# Havanese meeting Gronau Germany 20 april



## Ans (Jan 4, 2008)

Yesterday we hat a Havanese meeting at the Dreiländersee in Gronau Germany.
Also present a Maltese and a Shih-Tzu/Maltese mix.
Hier the pictures:

http://picasaweb.google.nl/hans.surfer/DrielandenseeGronauAm200408

Hiro









Jordi & Elmo









Elmo








Hiro









Hiro ans Wasser









Bino









Bino 









Bino









Sam in action









Shima & Sam


----------



## Judy A (Jan 13, 2007)

As usual, Hans, your pictures are great! I love that second one! How many dogs did you have?


----------



## imamurph (Apr 15, 2008)

Ans...

Thank you for posting that link, I really enjoyed looking at everyones beautiful Hav's!
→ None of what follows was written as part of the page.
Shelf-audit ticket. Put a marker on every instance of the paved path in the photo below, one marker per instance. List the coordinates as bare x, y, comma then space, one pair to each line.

Hiro has a very beautiful coat and I love Hiro's coloring!


----------



## Alexa (Jun 17, 2007)

Thanks for posting! What beautiful dogs! I LOVE Elmo's coloring and Bino looks like the linebacker size that I am drawn to! How fun!!


----------



## Poornima (Jun 29, 2007)

Thanks for sharing the pictures of gorgeous Havs. Hiro, Bino and Shima are my favorite.


----------



## Me&2Girls (May 11, 2007)

Adorable. And I love that you included a few "non-Havs". Great diplomacy.


----------



## havaluv (Oct 15, 2007)

Wonderful photos! Your albums are always such a joy to peruse! You're a wonderful photographer. Thank you so much for sharing!


----------